Pass the context column(s) via `context =`; everything else is unchanged:

```{r context-fit}
data("maihda_country_data")

ctx <- fit_maihda(
  math ~ 1 + (1 | gender:ses),
  data = maihda_country_data,
  context = "country"
)
summary(ctx)
```

The headline VPC/ICC is now the between-stratum share **net of** the country: in
these data it drops noticeably relative to the strata-only fit, because part of what
a strata-only model reads as "between-strata" is really the countries the strata
members live in. The country share is the general contextual effect.

```{r context-compare}
# Strata-only fit for comparison: its VPC absorbs the country clustering.
m0 <- fit_maihda(math ~ 1 + (1 | gender:ses), data = maihda_country_data)
summary(m0)$vpc$estimate          # strata-only VPC
s <- summary(ctx)
s$vpc$estimate                    # between-stratum share, net of country
s$context$vpc_context_total      # the country (general contextual) share
```

### With the full `maihda()` workflow

`maihda(context = )` carries the context random intercept through **both** the null
and the adjusted model, so the PCV decomposition is computed with the context
partialled out:

```{r context-maihda}
a <- maihda(
  math ~ 1 + (1 | gender:ses),
  data = maihda_country_data,
  context = "country"
)
a
```

```{r context-plot, eval = FALSE}
plot(a, type = "vpc")          # stacked shares, with the context broken out
plot(a, type = "context_vpc")  # stratum vs. context variances side by side
```

`context` also composes with the crossed-dimensions decomposition
(`maihda(..., decomposition = "crossed-dimensions", context = "country")`): the
single fit then carries the dimension, intersection, *and* context random
intercepts, and the context variance enters the VPC denominator.
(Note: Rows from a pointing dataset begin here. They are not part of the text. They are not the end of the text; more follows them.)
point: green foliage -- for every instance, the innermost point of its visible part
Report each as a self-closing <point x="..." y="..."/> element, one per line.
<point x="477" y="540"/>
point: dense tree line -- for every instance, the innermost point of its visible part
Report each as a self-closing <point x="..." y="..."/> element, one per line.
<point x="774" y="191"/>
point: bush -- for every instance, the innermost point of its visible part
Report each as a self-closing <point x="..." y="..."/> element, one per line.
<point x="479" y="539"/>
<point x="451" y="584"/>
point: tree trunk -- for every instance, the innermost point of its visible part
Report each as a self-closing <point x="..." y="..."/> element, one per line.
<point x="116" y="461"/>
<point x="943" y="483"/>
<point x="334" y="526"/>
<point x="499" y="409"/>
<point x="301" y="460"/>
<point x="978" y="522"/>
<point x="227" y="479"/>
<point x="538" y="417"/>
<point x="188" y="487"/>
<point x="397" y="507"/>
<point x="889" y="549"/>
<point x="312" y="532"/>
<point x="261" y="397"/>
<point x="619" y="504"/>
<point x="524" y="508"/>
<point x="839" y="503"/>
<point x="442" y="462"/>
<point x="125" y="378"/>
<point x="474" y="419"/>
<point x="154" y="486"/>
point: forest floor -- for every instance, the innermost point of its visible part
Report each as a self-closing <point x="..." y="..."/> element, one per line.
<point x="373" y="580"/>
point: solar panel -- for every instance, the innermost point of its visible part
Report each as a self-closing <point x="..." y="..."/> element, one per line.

### `context =` vs. `group =`

Both bring in a higher-level variable, but they are **different designs**:

| | `group = "country"` | `context = "country"` |
|---|---|---|
| Models fitted | One independent model **per country** | **One joint model**, strata crossed with country |
| Question | *Does intersectional inequality differ across countries?* | *How much unexplained variance is between strata vs. between countries?* |
| Country effect | Conditioned out by stratification | Estimated, as a variance component |
| Strata | Same definitions, separate estimates per country | One set of stratum effects, pooled across countries |

Because they answer different questions, `maihda()` errors if you supply both.

### Caveats

* **Few context levels identify the context variance weakly.** The
  `maihda_country_data` example has only 6 countries -- fine for illustration, but a
  6-level context variance is imprecise and `lme4` may fit it singular. The
  published contextual MAIHDA studies use dozens to hundreds of contexts (hospitals,
  schools). Prefer many-level contexts, or `engine = "brms"`, whose priors
  regularise the variance.
* **The partition is descriptive, not causal.** A large context share says outcomes
  cluster by place; it does not say place *causes* the outcome, nor does the
  stratum share identify discrimination. The usual MAIHDA interpretation caveats
  apply at both levels.
* **A manually written `+ (1 | school)`** in the formula fits the same model, but is
  summarised generically as "Other random effects". Only `context =` activates the
  labelled stratum-vs-context partition.